É o chamado Regime de Residentes Não Habituais (ou RNH) e foi criado pelo Governo português em 2009 para atrair estrangeiros, sejam trabalhadores qualificados ou reformados.

Este regime também pode ser usado por portugueses, desde que não tenham residido no país nos cinco anos anteriores.

Em traços gerais, é um programa que permite que as pessoas que integram uma lista de profissões consideradas de elevado valor acrescentado paguem uma taxa de IRS de 20% sobre os rendimentos do trabalho. O problema – e por isso é que Portugal tem sido alvo de críticas – é que, no caso dos reformados, as pensões não são sujeitas a IRS, desde que sejam pagas por outro país.
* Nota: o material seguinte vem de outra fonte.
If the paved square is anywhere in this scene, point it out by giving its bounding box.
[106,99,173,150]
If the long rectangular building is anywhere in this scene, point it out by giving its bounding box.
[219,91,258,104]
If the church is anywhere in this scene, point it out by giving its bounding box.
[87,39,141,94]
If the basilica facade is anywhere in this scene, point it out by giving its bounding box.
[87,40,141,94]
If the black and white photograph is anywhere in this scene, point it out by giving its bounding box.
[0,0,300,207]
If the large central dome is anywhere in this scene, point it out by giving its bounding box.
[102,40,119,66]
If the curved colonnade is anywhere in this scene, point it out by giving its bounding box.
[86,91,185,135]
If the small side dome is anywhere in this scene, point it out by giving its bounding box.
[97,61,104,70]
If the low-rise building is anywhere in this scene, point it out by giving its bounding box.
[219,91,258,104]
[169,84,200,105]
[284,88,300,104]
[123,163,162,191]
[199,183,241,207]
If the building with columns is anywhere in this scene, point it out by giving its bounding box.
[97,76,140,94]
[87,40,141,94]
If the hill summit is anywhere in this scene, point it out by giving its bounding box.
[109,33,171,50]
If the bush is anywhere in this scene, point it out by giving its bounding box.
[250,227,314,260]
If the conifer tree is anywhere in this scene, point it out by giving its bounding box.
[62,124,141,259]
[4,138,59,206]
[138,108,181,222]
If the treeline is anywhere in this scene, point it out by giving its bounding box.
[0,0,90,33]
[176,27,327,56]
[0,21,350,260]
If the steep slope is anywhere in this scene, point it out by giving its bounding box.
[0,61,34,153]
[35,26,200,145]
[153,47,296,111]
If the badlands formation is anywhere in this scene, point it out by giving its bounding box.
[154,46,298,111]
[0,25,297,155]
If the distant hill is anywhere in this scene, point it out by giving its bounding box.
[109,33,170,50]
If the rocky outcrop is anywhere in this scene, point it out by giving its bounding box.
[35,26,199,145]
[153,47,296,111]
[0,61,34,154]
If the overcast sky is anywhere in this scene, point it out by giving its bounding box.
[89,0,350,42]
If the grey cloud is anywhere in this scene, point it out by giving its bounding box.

Estas condições são válidas por um período de 10 anos, não renovável, desde que a pessoa resida em Portugal, pelo menos, 183 dias por ano.

E a Suécia quer acabar com esse benefício e tributar as pensões?

Isso mesmo. E as negociações até correram bem. Em 2019, ainda Mário Centeno era ministro das Finanças, foi estabelecido um novo acordo tributário, segundo o qual alguns pensionistas seriam tributados na Suécia, enquanto outros pagariam impostos apenas no país de residência, neste caso Portugal.

O problema é que Portugal não chegou a ratificar este acordo. O Governo até alterou algumas regras no Orçamento do Estado de 2020 para que os reformados com pensões pagas no estrangeiro – e que aderissem a esses benefícios fiscais – pagassem uma taxa de 10% de IRS, mas a medida só se aplica aos novos aderentes.

Ou seja, quem estava isento de IRS continua a não pagar enquanto não terminarem os 10 anos do benefício estabelecido no regime. Além de que o Governo sueco considera 10% um imposto demasiado baixo e lembra mesmo que é injusto para os próprios portugueses, que ganham muito menos e pagam muito mais do que os reformados suecos, muitos deles milionários.

Então e agora? O vai fazer a Suécia?

Para já, ameaça rasgar o acordo com Portugal e já apresentou um decreto no Parlamento que vai ser discutido em abril. Se for aprovado, acaba com a convenção fiscal entre os dois países no final do ano.

Significa isto que, a partir do dia 1 de janeiro de 2022, os pensionistas suecos residentes em Portugal, abrangidos pelo RNH, passarão a pagar IRS na Suécia.

E o que querem os pensionistas suecos?

Também querem que o Governo ratifique o tal acordo, porque se a convenção fiscal – que evita a dupla tributação – for rasgada, as consequências para os suecos que residem no nosso país serão desastrosas.

Numa carta enviada esta semana ao Governo português, o representante da comunidade sueca a viver em Portugal diz que “a carga tributária sobre pensões e rendimentos de capital subiria para níveis quase impossíveis de suportar” e, por isso, o mais natural é que muitos tenham de abandonar o país.

Há muitos pensionistas suecos em Portugal?

Abrangidos por este Regime de Residentes Não Habituais são mais de três mil. É a sexta nacionalidade com mais adesões, depois de franceses, britânicos e irlandeses, brasileiros, portugueses e italianos.

O Governo português já se pronunciou?

Que se saiba não. A Renascença contactou o gabinete do ministro das Finanças, João Leão, que nos prometeu uma resposta, mas que, até agora, não chegou.